Pour ce faire, ces personnes se réunissent en un comité d’initiative.
Cette révision peut consister en un ajout à la Constitution, une modification ou encore en une suppression d’un article de la Constitution ou de sa totalité. Le comité dépose son projet à la Chancellerie fédérale. L’administration fédérale examine le texte pour approuver ou non sa recevabilité, s’il est en accord avec les exigences légales.
b- La récolte de signatures
Le comité d’initiative a ensuite 18 mois, pour récolter cent mille signatures approuvant le texte, afin que le projet soit soumis à votation.
c- La votation populaire
Si cette initiative est déclarée recevable, le Conseil fédéral est chargé d’organiser une votation populaire. Le Parlement peut, lui, proposer un contre-projet à ce texte. Les citoyens sont appelés à se prononcer sur les deux propositions lors d’une votation fédérale. Ils doivent ainsi s’exprimer sur le choix du texte en répondant à une question subsidiaire.
Le vote se déroule par correspondance, par internet, dans un bureau de vote. Pour que l’initiative populaire soit acceptée, elle doit obtenir la « double majorité ». Il est impératif que le texte soit validé par la majorité du peuple et la majorité des cantons. Si le texte est entériné, le Parlement doit rédiger une nouvelle loi conforme aux nouvelles dispositions constitutionnelles.
Les référendums facultatifs
a- Le dépôt du référendum
Chaque citoyen a le droit de proposer un référendum facultatif contre une loi, un arrêté fédéral ou un traité international décrété par le Parlement.
b- La récolte de signatures
Il a pour ce faire 100 jours à partir de la publication officielle de l’acte, pour récolter cinquante mille signatures.
c- La votation populaire
Si le référendum est jugé recevable, le Conseil fédéral doit organiser une votation populaire. Aux citoyens d’accepter ou non la loi, l’arrêté ou le traité international adopté par le Parlement. Ici, la majorité des cantons n’est pas nécessaire. Seule la majorité du peuple est requise. On l’appelle la « majorité simple ». Le texte entre en vigueur si le texte est accepté.
Les référendums obligatoires
La votation
Ici, il n’y a pas de dépôt de texte à la Chancellerie fédérale par un quelconque comité. Il est fait état de référendum obligatoire parce que le peuple est appelé à voter d’office quand le Parlement décide d’une modification de la Constitution. Il n’y a donc pas non plus de récolte de signatures.
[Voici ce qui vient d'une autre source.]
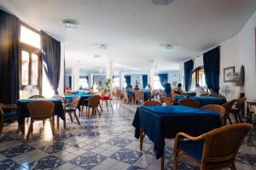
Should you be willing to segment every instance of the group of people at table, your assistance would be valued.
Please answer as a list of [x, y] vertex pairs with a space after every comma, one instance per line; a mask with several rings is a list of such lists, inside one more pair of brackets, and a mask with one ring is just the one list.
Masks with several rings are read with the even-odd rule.
[[170, 105], [146, 101], [137, 109], [132, 125], [140, 150], [147, 135], [154, 143], [156, 158], [161, 158], [160, 169], [164, 169], [165, 139], [175, 139], [173, 169], [177, 169], [177, 159], [183, 154], [195, 158], [201, 169], [236, 169], [236, 155], [252, 125], [238, 122], [227, 125], [227, 119], [236, 102], [234, 110], [238, 112], [234, 113], [240, 115], [246, 98], [227, 102], [224, 96], [207, 94], [198, 84], [195, 95], [184, 94], [181, 87], [178, 84], [172, 90]]

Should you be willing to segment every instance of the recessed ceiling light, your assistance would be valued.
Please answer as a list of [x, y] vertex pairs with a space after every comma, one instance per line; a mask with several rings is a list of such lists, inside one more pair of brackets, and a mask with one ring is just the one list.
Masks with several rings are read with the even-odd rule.
[[173, 1], [174, 0], [152, 0], [152, 3], [155, 5], [163, 6], [163, 5], [168, 5]]
[[164, 47], [166, 49], [173, 49], [174, 46], [170, 43], [163, 43], [160, 45], [160, 47]]
[[78, 22], [73, 20], [62, 20], [63, 26], [67, 30], [73, 31], [78, 28]]
[[99, 59], [99, 58], [101, 58], [101, 55], [94, 55], [93, 57], [96, 58], [96, 59]]

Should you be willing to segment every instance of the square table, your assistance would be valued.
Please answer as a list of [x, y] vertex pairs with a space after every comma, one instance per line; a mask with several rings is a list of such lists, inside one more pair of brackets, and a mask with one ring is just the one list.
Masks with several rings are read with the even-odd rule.
[[173, 139], [179, 132], [199, 136], [222, 126], [218, 112], [182, 105], [140, 106], [132, 125], [137, 139], [139, 139], [143, 129], [153, 141], [156, 158], [162, 157], [162, 168], [166, 138]]
[[20, 99], [17, 101], [17, 120], [19, 123], [19, 129], [21, 133], [25, 132], [25, 118], [29, 117], [29, 110], [27, 105], [32, 101], [47, 100], [55, 104], [55, 115], [58, 115], [62, 120], [65, 120], [64, 110], [62, 107], [62, 102], [59, 99], [55, 98], [40, 98], [40, 99]]
[[[174, 102], [177, 103], [178, 100], [184, 99], [183, 95], [177, 95], [174, 97]], [[227, 102], [225, 98], [212, 97], [212, 96], [189, 96], [192, 99], [199, 101], [199, 107], [202, 107], [207, 105], [223, 105]]]

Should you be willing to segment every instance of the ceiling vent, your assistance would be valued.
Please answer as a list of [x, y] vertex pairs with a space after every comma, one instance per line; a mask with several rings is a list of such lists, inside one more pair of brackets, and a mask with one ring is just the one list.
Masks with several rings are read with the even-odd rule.
[[64, 20], [62, 23], [67, 30], [73, 31], [78, 28], [78, 22], [76, 20]]
[[174, 0], [152, 0], [152, 3], [158, 6], [168, 5], [172, 3]]

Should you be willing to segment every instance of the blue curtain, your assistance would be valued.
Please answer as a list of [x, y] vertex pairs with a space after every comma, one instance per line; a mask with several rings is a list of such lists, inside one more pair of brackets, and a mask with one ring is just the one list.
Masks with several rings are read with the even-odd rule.
[[131, 76], [125, 76], [125, 82], [126, 82], [127, 86], [131, 85]]
[[148, 85], [148, 75], [143, 75], [143, 88], [145, 88]]
[[41, 31], [42, 57], [46, 65], [44, 65], [49, 82], [58, 94], [61, 66], [61, 42], [51, 37], [44, 31]]
[[206, 82], [208, 88], [218, 93], [219, 89], [219, 47], [212, 49], [203, 55]]
[[184, 62], [185, 90], [188, 92], [191, 85], [194, 61], [192, 60]]
[[165, 87], [165, 83], [168, 82], [168, 74], [159, 74], [158, 76], [162, 87]]
[[0, 102], [15, 104], [20, 97], [20, 21], [0, 10]]

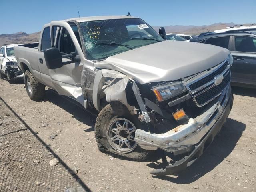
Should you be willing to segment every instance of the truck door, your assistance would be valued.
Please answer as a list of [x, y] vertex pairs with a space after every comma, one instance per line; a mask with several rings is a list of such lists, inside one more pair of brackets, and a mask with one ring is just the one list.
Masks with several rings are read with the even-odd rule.
[[52, 47], [50, 27], [48, 26], [44, 27], [38, 46], [37, 54], [37, 62], [40, 72], [41, 78], [44, 84], [51, 88], [54, 88], [54, 86], [50, 76], [49, 70], [46, 66], [44, 56], [44, 50]]
[[[84, 105], [84, 99], [81, 86], [81, 73], [85, 59], [81, 48], [81, 44], [77, 26], [64, 22], [51, 23], [52, 46], [57, 48], [61, 54], [76, 52], [80, 62], [72, 62], [49, 72], [54, 89], [60, 95], [74, 98]], [[72, 58], [62, 59], [62, 62], [72, 62]]]
[[256, 84], [256, 38], [235, 36], [234, 45], [232, 82]]

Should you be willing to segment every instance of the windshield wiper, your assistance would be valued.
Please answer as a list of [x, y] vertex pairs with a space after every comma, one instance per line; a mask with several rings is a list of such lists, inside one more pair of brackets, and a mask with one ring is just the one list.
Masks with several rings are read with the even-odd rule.
[[130, 45], [123, 45], [123, 44], [120, 44], [120, 43], [117, 43], [116, 42], [111, 42], [110, 43], [95, 43], [96, 45], [110, 45], [112, 46], [113, 45], [118, 45], [120, 46], [124, 46], [127, 48], [128, 48], [130, 49], [133, 49], [133, 48], [132, 48], [130, 47]]
[[151, 40], [154, 40], [155, 41], [156, 41], [158, 42], [160, 42], [162, 41], [160, 41], [160, 40], [159, 40], [157, 39], [155, 39], [154, 38], [152, 38], [151, 37], [144, 37], [143, 38], [132, 38], [131, 39], [130, 39], [131, 40], [134, 40], [135, 39], [143, 39], [143, 40], [144, 40], [144, 39], [150, 39]]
Pour que le texte entre en vigueur, la « double majorité » du peuple et du canton est nécessaire.
Ces dispositions reflètent réellement un état démocratique puisque le peuple est consulté, concerné et décisionnaire. L’entre soi n’existe pas, la constitution de la confédération helvétique est en phase avec l’Athénien Périclès (2) considéré comme le père de la démocratie.
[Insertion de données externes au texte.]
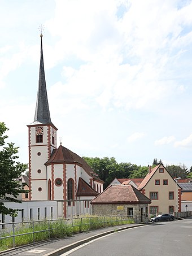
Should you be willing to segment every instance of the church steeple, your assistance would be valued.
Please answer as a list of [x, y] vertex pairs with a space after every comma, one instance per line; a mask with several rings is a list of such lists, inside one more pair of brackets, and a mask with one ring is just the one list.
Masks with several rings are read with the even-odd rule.
[[34, 123], [38, 123], [42, 124], [52, 124], [52, 123], [51, 121], [50, 114], [49, 112], [48, 98], [45, 82], [43, 48], [42, 44], [42, 34], [40, 35], [41, 59], [39, 75], [40, 76]]

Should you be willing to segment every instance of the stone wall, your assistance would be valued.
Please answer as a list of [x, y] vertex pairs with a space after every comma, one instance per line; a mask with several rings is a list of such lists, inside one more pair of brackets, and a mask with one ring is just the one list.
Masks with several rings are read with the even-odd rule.
[[[123, 216], [128, 215], [128, 208], [133, 209], [133, 218], [136, 223], [148, 223], [148, 216], [146, 214], [147, 204], [136, 205], [93, 205], [93, 214], [99, 216]], [[142, 219], [141, 219], [141, 208], [143, 208]]]

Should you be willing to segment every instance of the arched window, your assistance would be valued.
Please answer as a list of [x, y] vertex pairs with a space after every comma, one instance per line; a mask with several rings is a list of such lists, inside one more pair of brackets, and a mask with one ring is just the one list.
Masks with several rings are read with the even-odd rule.
[[51, 185], [50, 179], [48, 181], [48, 200], [51, 200]]
[[[71, 200], [75, 199], [74, 181], [72, 179], [69, 179], [67, 181], [67, 199]], [[68, 205], [71, 206], [71, 202], [68, 202]], [[73, 205], [75, 205], [73, 202]]]

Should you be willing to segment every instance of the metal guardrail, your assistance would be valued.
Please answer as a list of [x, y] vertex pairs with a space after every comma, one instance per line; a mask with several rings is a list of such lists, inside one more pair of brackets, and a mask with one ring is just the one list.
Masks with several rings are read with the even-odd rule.
[[[29, 220], [27, 222], [10, 222], [0, 223], [0, 242], [3, 239], [7, 239], [8, 238], [12, 238], [12, 248], [15, 247], [15, 238], [20, 236], [24, 236], [27, 235], [32, 235], [33, 236], [33, 242], [36, 242], [35, 234], [40, 232], [48, 232], [48, 238], [51, 237], [51, 233], [53, 230], [59, 229], [59, 228], [52, 228], [52, 224], [56, 223], [57, 222], [62, 222], [63, 223], [67, 225], [68, 228], [83, 226], [84, 225], [89, 225], [90, 227], [91, 225], [94, 225], [94, 220], [97, 219], [98, 223], [104, 224], [104, 227], [107, 226], [108, 223], [111, 223], [111, 225], [120, 225], [123, 222], [128, 221], [128, 220], [132, 220], [133, 221], [133, 216], [89, 216], [89, 217], [78, 217], [68, 219], [50, 219], [50, 220]], [[86, 220], [86, 221], [85, 221]], [[76, 224], [77, 221], [80, 221], [78, 224]], [[47, 225], [47, 228], [36, 231], [36, 223], [45, 223]], [[113, 225], [112, 223], [115, 223], [116, 224]], [[106, 224], [106, 225], [105, 225]], [[24, 225], [30, 227], [32, 231], [27, 232], [23, 233], [16, 233], [17, 229], [17, 225], [20, 225], [24, 226]], [[91, 229], [91, 228], [90, 228]], [[5, 236], [5, 233], [11, 234], [9, 235]], [[4, 234], [3, 234], [4, 233]]]

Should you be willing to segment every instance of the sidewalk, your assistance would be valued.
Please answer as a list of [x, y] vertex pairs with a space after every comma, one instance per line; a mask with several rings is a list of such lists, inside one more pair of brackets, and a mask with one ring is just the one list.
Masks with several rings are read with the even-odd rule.
[[18, 247], [0, 253], [0, 256], [58, 256], [73, 248], [106, 235], [128, 228], [144, 225], [129, 224], [80, 233], [64, 238], [51, 239]]

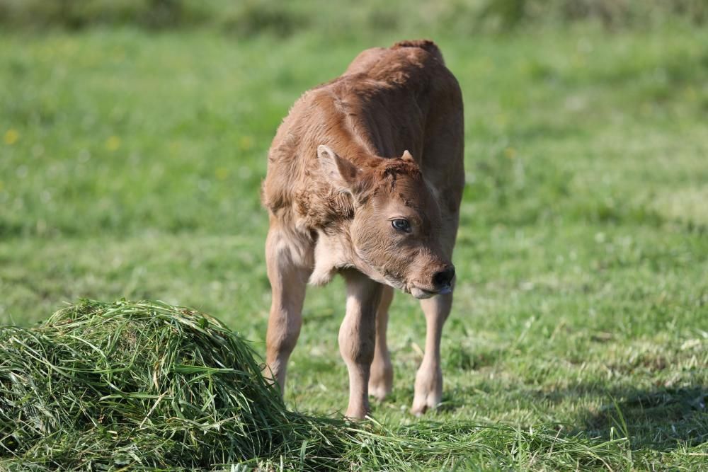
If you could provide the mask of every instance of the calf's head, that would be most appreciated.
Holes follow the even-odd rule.
[[[455,267],[442,247],[440,207],[411,154],[371,157],[365,166],[326,146],[317,155],[325,178],[353,207],[341,226],[350,246],[345,264],[418,299],[452,292]]]

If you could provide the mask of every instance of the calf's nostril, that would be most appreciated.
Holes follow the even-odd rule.
[[[433,283],[436,287],[445,287],[450,284],[453,277],[455,277],[455,267],[449,267],[433,275]]]

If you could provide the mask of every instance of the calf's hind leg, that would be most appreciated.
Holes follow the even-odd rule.
[[[266,240],[266,263],[272,299],[266,335],[265,374],[285,388],[287,360],[297,343],[302,326],[302,304],[312,257],[305,241],[286,234],[271,221]]]

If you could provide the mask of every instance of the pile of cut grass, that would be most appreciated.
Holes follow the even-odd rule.
[[[387,429],[288,410],[217,320],[154,301],[84,301],[0,327],[0,469],[607,466],[615,442],[467,423]]]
Les élus en charge de nos institutions parlent régulièrement de cette démocratie qu’ils bafouent régulièrement comme cela a été démontré lors de notre article précédemment cité sur « le référendum, miroir aux alouettes »
Il serait temps que les électeurs prennent conscience que le sort de notre pays est entre leurs mains, entre les mains du peuple français. Lors de son discours à Gettysburg, Abraham Lincoln, 16e président des États-Unis déclarait : la démocratie est le gouvernement du peuple, par le peuple, pour le peuple.
La restauration de la démocratie en France, face à des élus souvent déconnectés de la réalité du terrain voire des terroirs, implique de permettre au peuple de s’exprimer en adoptant un système de votations qui sera aménagé selon notre mode de fonctionnement institutionnel.
1-Institutions politiques suisses. Vincent Golay, Mix & Remix. LEP Editions, 2005, ch.ch, admin.ch
2- Athènes est à son apogée quand Périclès s’impose comme maître incontesté de la brillante cité entre 461 et 429 av. J.-C. Considéré comme le père de la démocratie, Périclès ouvre la vie politique à tous les citoyens athéniens.